While January of the current year was the date of commencing stage one of the Corban Reserve Stormwater Upgrade Project, the Auckland Council project is going to see the installation of a new 2.1m diameter stormwater pipeline in west Auckland.

The responsibility of delivering this project to the council is up to Contractor McConnell Dowell. Stretching from Border Road Reserve to 18 Imperial Place, the 685m tunneling journey of this project’s micro tunnel boring machine (MTBM), named Aroha, recently started, whereas the drive should be completed before the end of the year.

Benefiting the pipe jacking method, quantity of installed precast pipes is due to be 235 during a period of roughly three months.

In order to receiving the MTBM at the end of its journey, the team is busy at the Imperial Place site preparing the inlet shaft at the moment. Also a separate civil construction team is re-scaping the Murillo Reserve, extending the children’s play facilities in it and installing boardwalks for the local community and meanwhile the tunneling process is undergoing.

The MTBM being used on the project was upcycled from the St Marys Bay Area Water Quality Improvement Project, which McConnell Dowell delivered in partnership with Auckland Council Healthy Waters.

Following the 12 to18 months of determined period for completion of the stage one of the Corban Reserve project, stage two and three will be continued. Decommissioning of the stormwater pipe through Corban Reserve closed landfill and an upgrade of reserve, as well as upgrading the existing stormwater network along Henderson Valley Road, will be the Stage two and three’s operations respectively.

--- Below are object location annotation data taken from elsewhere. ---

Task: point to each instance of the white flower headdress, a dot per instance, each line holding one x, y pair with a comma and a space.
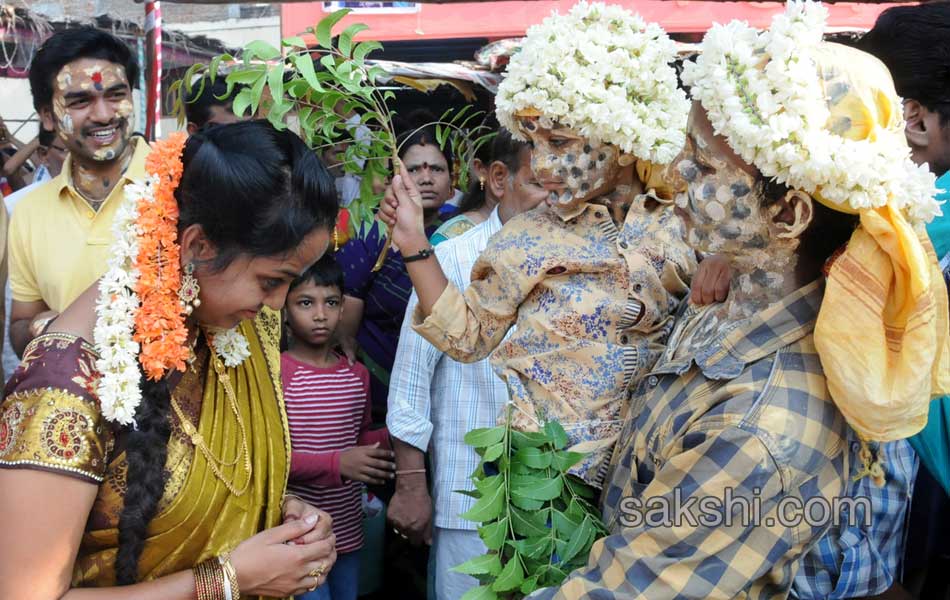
763, 92
605, 72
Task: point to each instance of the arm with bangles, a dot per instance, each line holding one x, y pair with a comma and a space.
37, 555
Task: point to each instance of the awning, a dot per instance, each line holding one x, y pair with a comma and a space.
497, 20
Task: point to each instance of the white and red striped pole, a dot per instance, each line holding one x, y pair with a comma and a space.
153, 95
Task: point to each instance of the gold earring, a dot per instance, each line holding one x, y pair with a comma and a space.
188, 292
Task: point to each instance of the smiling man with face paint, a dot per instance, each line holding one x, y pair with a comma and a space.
589, 282
60, 233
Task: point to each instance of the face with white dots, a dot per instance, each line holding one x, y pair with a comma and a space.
723, 203
572, 168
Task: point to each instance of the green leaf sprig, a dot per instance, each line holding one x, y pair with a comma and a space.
537, 521
317, 91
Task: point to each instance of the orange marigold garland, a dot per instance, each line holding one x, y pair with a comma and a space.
160, 321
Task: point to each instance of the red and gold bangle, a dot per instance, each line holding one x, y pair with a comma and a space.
209, 580
230, 575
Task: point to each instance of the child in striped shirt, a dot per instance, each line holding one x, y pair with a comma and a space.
333, 450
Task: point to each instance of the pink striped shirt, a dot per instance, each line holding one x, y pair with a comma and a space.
328, 411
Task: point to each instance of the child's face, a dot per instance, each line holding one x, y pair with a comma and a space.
313, 312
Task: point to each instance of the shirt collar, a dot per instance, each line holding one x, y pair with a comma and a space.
494, 222
781, 324
136, 168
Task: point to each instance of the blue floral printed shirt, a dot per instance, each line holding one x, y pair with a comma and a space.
591, 304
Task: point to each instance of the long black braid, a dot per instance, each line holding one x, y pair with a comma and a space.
257, 199
146, 450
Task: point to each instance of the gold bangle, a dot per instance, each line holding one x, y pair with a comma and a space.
209, 580
231, 574
283, 500
410, 471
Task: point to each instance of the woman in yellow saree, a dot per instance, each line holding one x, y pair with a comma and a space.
144, 448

Decreasing flooding in the area, increase capacity within the network to allow for future growth, and protect and boost both the Opanuku and Upper Waitaro streams, will be the benefits of completion of the new pipeline project in mid-2023. Additionally, preventing landfill gases and leachate entering the stormwater network and making it safer to maintain, is going to be the other advantages of this project.